I grew this charming addition to the garden with the assurance that its leaves, added to bean dishes, would relieve an indelicate tendency to [ahem] flatulence. I have experimentally used _small_ amounts in bean dip. It's an interesting thing that the paving crew smell does not seem to impart itself to the dish. But: I have no guideline as to a proper amount to be added to a dish to achieve a remedial effect. A little bowl of bean dip is one thing. Autumn is here, however, and it's time for ham hocks 'n beans. This is main course food. Do we have any experienced contributors here? Any Hispanos who might share a cultural tidbit?

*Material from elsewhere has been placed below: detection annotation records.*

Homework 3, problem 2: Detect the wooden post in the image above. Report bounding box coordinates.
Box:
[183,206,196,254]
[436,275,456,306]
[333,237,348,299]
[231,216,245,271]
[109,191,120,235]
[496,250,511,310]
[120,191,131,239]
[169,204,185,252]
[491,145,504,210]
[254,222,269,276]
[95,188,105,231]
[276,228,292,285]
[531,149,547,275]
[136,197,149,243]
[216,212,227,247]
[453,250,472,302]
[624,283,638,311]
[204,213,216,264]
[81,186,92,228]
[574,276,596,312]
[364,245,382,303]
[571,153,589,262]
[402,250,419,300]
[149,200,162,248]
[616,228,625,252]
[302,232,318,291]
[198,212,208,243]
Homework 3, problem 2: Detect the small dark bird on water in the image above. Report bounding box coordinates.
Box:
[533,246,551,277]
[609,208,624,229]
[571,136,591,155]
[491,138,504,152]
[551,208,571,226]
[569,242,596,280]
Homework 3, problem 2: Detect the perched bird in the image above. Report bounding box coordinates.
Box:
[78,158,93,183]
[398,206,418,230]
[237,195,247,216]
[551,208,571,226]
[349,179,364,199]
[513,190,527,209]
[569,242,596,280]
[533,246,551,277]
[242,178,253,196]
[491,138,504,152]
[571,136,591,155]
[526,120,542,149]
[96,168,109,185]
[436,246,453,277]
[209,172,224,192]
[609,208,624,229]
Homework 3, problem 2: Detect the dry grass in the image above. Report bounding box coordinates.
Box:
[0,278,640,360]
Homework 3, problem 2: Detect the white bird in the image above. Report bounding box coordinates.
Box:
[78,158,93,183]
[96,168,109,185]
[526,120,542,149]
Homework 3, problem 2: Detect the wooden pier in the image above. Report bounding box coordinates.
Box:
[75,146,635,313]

It may be that the quality of my domestic life depends on an effective application. 8-*


From: trdchsr.aol.com (TRDCHSR)

I thought the epazote tasted like mint flavored gasoline. All my cookbooks say to use the epazote interchangeably with cilantro. I thought that it was for the flavor but that can't be right.


From: Richard Grossman <acudoc.val.net>

>I thought the epazote tasted like mint flavored gasoline.

Epazote is delicious when used properly. Try cooking a pot of black
beans with 6 or so epazote leaves and an onion added at the beginning of cooking. . . or perhaps a quesadilla with an epazote leaf or two cooked into the cheese. It's good. Epazote is also a good herb for fighting off intestinal parasites.


From: callie.writepage.com (Callie)

>Just finished harvesting a bunch of leaves for the freezer

The name, in Aztec means stinkweed :) roughly translated. You either like it or hate it

>But: I have no guideline as to a proper amount to

I checked all my Mexican cookbooks: whatever a "good-sized sprig" of fresh epazote is. I would guess it's about a tablespoonful of chopped fresh or a teaspoonful of dried crumbled.

Start with that for one pot and increase it.